Он хихикнул, давая понять, что это была шутка.
— Отдайте на ВДНХ, — предложил я немного неожиданно для самого себя. — Пусть в павильоне достижений туркменских трудящихся висит.
— Думаешь? Кхм… А в общем-то, идея неплохая. Саша, ты как думаешь? — повернулся он к Рябенко.
— Думаю, Леонид Ильич, что этот ковёр станет главным экспонатом выставки.
— На выставке Ван Гога я главный экспонат, — тихо пропел я про себя.
— Что ты там поёшь, Арсений? Новую песню сочиняешь? Кстати, мог бы нам тут импровизированный концерт устроить.

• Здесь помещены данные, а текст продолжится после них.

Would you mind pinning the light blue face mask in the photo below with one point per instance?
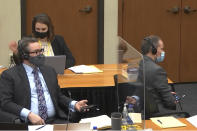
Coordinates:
(161, 58)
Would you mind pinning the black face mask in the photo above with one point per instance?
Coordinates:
(37, 60)
(41, 34)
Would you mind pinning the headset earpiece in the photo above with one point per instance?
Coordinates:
(153, 48)
(22, 52)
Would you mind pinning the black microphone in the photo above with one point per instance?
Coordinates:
(69, 93)
(179, 99)
(116, 89)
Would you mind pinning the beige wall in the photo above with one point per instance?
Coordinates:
(10, 27)
(110, 31)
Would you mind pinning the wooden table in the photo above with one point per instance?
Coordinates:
(72, 126)
(103, 79)
(150, 124)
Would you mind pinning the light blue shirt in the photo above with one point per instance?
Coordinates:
(34, 99)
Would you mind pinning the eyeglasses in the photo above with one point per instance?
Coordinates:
(37, 52)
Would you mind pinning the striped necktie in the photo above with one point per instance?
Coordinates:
(42, 108)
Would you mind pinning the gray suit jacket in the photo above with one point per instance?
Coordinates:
(15, 91)
(156, 83)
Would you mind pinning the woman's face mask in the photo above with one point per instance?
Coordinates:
(41, 34)
(161, 57)
(37, 60)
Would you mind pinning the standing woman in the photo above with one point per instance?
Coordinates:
(43, 30)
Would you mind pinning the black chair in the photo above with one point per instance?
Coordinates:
(152, 110)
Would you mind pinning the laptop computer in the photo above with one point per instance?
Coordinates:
(57, 62)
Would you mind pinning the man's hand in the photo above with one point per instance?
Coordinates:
(13, 47)
(80, 104)
(35, 119)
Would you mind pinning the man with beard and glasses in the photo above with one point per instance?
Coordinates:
(30, 91)
(43, 30)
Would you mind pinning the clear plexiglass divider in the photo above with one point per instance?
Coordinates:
(129, 83)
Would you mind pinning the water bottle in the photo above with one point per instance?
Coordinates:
(124, 115)
(130, 108)
(126, 120)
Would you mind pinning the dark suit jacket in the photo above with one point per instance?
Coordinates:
(15, 91)
(59, 48)
(156, 83)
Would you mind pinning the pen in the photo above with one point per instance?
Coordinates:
(40, 127)
(159, 121)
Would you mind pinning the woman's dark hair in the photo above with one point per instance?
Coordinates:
(44, 19)
(150, 43)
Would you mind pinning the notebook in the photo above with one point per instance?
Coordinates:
(11, 126)
(57, 62)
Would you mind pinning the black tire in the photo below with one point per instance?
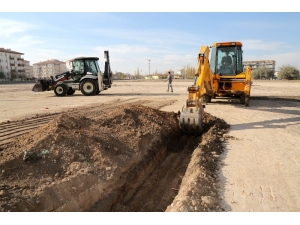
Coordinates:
(207, 98)
(70, 91)
(60, 89)
(88, 87)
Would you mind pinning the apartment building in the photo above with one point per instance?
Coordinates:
(28, 69)
(255, 64)
(48, 68)
(11, 63)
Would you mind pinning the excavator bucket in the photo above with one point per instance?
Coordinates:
(190, 120)
(37, 87)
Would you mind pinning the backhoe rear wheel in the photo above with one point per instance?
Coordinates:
(61, 89)
(207, 98)
(88, 87)
(70, 91)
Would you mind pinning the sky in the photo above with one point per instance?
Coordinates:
(168, 33)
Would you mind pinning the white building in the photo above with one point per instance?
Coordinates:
(11, 63)
(49, 68)
(28, 69)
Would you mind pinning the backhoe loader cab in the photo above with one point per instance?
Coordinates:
(226, 60)
(84, 74)
(221, 76)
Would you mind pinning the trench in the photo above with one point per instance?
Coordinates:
(152, 184)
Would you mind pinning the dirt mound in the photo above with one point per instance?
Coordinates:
(105, 163)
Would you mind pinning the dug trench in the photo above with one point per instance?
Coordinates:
(132, 158)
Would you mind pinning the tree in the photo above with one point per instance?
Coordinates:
(263, 72)
(288, 72)
(2, 76)
(189, 72)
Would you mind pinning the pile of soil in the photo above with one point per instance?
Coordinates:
(107, 162)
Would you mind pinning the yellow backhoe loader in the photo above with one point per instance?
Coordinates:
(221, 76)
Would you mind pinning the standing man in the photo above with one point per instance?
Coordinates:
(169, 79)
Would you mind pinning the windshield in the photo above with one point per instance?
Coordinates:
(78, 67)
(90, 66)
(228, 60)
(225, 60)
(87, 66)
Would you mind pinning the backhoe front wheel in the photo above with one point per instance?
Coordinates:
(89, 87)
(207, 98)
(60, 89)
(244, 100)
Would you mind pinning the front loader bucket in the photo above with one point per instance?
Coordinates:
(38, 87)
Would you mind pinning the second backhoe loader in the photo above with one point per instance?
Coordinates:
(222, 76)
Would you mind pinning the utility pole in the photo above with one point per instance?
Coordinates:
(149, 68)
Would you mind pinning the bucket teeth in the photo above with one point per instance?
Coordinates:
(190, 120)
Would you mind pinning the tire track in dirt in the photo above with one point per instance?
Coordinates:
(12, 129)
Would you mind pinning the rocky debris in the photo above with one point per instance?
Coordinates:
(88, 152)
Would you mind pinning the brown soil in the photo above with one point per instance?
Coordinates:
(132, 158)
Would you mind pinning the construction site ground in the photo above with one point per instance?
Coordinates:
(122, 150)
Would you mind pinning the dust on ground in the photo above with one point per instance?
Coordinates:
(132, 158)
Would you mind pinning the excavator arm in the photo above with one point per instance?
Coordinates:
(191, 115)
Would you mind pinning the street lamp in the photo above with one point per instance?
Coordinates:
(149, 68)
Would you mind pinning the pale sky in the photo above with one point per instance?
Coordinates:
(169, 34)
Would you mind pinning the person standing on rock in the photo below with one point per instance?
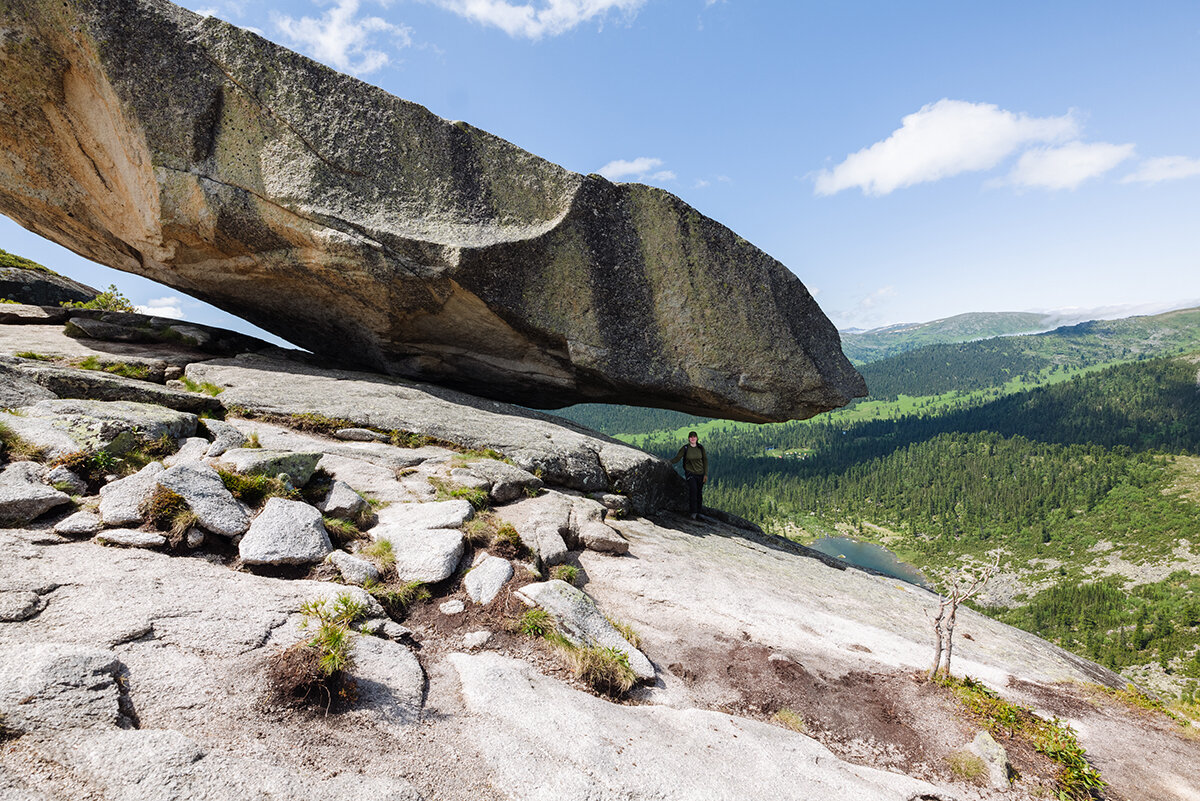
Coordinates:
(695, 471)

— Знал бы, что попросите — гитару из дома прихватил бы, — развёл я руками.
— Саша, можно ведь как-то инструмент организовать? — повернулся Брежнев к своему начальнику охраны.
Тот крякнул, но согласно кивнул:
— В принципе нет ничего невозможного, тем более какая-то гитара…
— Вот-вот, озаботься…
— А как вам вода заряженная, Леонид Ильич? — втиснулся я со своим вопросом.
— Вода-то? Хм, отличная вода! Косарев тебе должен был доложить, что я словно бы лет десять скинул.
— Он что-то вроде этого и сказал, правда, всё больше допытывался, как я это делаю.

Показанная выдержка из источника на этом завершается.